With QlikView, power users can set up associative analysis sandboxes. (We wrote about analysis sandboxes in earlier posts here and here.) QlikView analysis sandboxes can incorporate trusted data sources like a data warehouse as well as external data sources like industry trend or stock market data. All this data is merged in one in-memory location, either on the power user's local machine or a QlikView Server. The power user can immediately begin interrogating the data for answers and insights.

QlikTech technical advisor Elif Tutuk has helped guide our customers in their use of QlikView for analysis sandboxes and recommends the following approach. Pull data from the source systems into a QlikView data file (QVD).* The QVD is a highly-compressed replica of source data. It includes just the data you would want to include in an application-typically not 100% of the data in the source system(s). Production applications as well as the sandbox environment can point to this shared storage area. Then you can go to town creating list boxes, charts, and tables. A chart could be very complex-it could consume a good portion of RAM to visually represent years of data by any combination of dimensions in hopes that the user may "catch something" (identify a trend or outlier in the data).

The QlikView approach to analysis sandboxes has several advantages over traditional approaches:

  • Power users can experiment and explore without harming the original data. They can use the same QlikView data file that's used by production QlikView applications, and also include additional data sources or calculation logic. They can massage the data when they create charts and graphs. Because power users are on a different server from other end users-even while all are accessing the same underlying data source-end user performance is unaffected by the power user's activities.
  • QlikView delivers a high-performance user experience. All users benefit from this approach: power users as well as more casual business users. With QlikView associative analysis sandboxes, there's no waiting for IT to stage the data. QlikView compresses the data at roughly 10:1 and delivers fast load performance. Right away, power users can start analyzing and visualizing the data and identifying patterns, trends, and outliers-and answering urgent, ad hoc business questions.
  • The associative experience facilitates the natural flow of insight discovery. Query-based analysis sandboxes make use of the intersections of data sets. In contrast, with QlikView every search term in the analysis is part of an entire network of data. Relationships among the data are clearly visible. QlikView shows the user not just which data is associated-but also which data is unrelated. QlikView looks through a network of associations for the data that's connected to the user's current selections. (See related blog posts here and here.)

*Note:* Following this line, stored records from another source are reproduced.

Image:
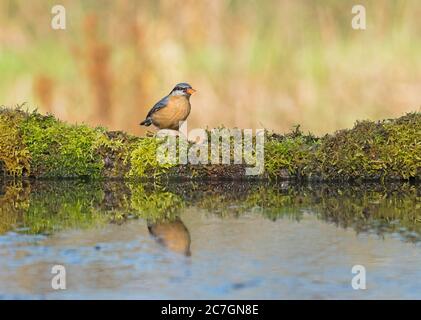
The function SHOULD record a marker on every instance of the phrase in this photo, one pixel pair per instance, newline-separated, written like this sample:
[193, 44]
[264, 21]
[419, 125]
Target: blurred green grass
[255, 63]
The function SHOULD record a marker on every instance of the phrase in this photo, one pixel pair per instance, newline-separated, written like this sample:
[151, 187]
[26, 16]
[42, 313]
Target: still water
[123, 240]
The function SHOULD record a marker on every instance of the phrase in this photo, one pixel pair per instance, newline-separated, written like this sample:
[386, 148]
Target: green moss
[42, 146]
[143, 159]
[373, 150]
[293, 152]
[14, 155]
[60, 150]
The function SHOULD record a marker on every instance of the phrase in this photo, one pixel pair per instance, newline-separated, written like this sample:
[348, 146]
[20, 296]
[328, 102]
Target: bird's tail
[147, 122]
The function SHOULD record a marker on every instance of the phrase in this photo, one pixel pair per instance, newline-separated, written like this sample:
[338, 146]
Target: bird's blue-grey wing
[159, 105]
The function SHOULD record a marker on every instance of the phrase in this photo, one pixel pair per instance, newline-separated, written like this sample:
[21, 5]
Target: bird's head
[182, 89]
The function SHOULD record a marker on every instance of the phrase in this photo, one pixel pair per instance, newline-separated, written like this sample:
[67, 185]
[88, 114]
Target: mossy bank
[41, 146]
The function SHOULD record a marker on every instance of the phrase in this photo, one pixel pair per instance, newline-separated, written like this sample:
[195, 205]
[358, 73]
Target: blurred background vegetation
[271, 63]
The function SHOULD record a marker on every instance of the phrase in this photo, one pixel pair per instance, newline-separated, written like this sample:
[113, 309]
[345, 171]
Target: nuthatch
[172, 109]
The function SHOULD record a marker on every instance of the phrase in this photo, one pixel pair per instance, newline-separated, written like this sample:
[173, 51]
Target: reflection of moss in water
[13, 201]
[45, 207]
[379, 209]
[54, 206]
[155, 204]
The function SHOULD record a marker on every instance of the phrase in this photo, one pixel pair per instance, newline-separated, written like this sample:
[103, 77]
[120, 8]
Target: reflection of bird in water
[172, 234]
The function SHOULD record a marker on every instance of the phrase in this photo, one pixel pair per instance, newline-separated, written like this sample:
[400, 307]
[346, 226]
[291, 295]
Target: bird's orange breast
[177, 109]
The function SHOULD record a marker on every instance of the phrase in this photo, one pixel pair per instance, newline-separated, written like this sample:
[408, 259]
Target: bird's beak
[191, 91]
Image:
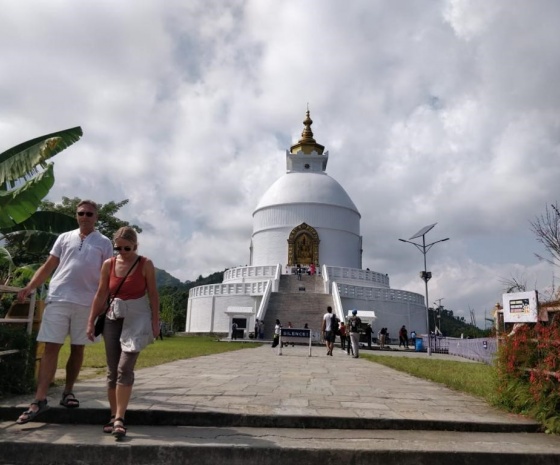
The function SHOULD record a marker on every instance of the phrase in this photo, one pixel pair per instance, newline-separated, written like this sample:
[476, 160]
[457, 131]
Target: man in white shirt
[328, 330]
[75, 259]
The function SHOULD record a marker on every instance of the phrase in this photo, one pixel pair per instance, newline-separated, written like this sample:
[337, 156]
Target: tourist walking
[329, 320]
[76, 258]
[277, 329]
[131, 323]
[403, 337]
[342, 331]
[354, 323]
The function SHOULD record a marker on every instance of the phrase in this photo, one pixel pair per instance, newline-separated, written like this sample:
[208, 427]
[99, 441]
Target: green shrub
[17, 371]
[528, 367]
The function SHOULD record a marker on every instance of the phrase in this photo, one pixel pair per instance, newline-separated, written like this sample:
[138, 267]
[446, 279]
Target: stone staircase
[298, 302]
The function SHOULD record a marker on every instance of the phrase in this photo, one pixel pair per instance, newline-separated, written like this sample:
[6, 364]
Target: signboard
[292, 332]
[289, 334]
[520, 307]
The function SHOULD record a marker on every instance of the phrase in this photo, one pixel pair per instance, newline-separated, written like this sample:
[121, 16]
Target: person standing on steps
[354, 323]
[342, 331]
[75, 259]
[132, 320]
[328, 330]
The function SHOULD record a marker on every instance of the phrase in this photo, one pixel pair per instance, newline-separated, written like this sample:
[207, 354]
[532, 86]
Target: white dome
[297, 187]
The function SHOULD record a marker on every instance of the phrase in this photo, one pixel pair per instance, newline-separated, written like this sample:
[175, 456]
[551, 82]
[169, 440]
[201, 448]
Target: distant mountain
[163, 279]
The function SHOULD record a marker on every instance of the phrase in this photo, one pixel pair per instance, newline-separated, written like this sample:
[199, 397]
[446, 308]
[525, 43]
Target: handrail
[338, 310]
[30, 313]
[264, 302]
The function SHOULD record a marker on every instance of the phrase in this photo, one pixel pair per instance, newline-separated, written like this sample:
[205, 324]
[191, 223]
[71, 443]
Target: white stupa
[306, 218]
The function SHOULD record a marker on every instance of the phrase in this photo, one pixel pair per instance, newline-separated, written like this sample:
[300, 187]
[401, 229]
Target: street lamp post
[425, 275]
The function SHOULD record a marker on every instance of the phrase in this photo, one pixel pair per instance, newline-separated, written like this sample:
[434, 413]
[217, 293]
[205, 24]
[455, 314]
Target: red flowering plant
[528, 366]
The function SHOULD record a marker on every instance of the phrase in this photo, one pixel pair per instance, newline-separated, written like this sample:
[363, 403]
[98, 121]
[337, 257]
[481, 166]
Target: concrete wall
[207, 314]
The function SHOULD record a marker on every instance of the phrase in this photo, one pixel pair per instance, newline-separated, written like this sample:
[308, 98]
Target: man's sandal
[69, 400]
[108, 427]
[119, 431]
[29, 414]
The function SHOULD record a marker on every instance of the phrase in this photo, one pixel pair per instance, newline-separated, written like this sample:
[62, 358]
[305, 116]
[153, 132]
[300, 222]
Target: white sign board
[520, 307]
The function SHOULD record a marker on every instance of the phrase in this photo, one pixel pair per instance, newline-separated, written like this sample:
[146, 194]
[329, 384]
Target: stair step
[39, 443]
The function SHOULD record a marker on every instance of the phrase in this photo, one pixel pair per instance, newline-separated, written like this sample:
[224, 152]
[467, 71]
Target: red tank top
[134, 285]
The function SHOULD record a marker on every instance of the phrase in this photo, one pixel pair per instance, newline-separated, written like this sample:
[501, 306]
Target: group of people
[299, 270]
[86, 275]
[259, 329]
[349, 333]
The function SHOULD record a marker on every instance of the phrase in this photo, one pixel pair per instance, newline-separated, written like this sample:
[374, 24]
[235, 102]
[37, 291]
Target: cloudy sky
[432, 111]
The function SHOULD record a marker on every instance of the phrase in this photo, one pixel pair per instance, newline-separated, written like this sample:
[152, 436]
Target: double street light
[425, 275]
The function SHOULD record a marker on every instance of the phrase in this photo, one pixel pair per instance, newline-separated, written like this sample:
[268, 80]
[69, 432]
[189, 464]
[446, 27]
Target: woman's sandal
[69, 400]
[119, 431]
[29, 414]
[108, 427]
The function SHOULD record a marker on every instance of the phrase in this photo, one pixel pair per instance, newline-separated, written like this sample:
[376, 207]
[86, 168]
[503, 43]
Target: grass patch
[168, 350]
[477, 379]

The associative experience and QlikView's visualization capabilities facilitate the natural flow of insight discovery and support a "build to think" approach to BI. With QlikView, its does not take longer to build an analysis solution than it does to think one. (For more on the "build to think" approach to BI see related blog posts here and here.)

* A QVD is a file that contains a table of data exported from QlikView. It is a native QlikView format. The file format is highly compressed and is optimized for speed when reading data from a QlikView script. Reading data from a QVD file is typically 10-100X faster than reading from other data sources.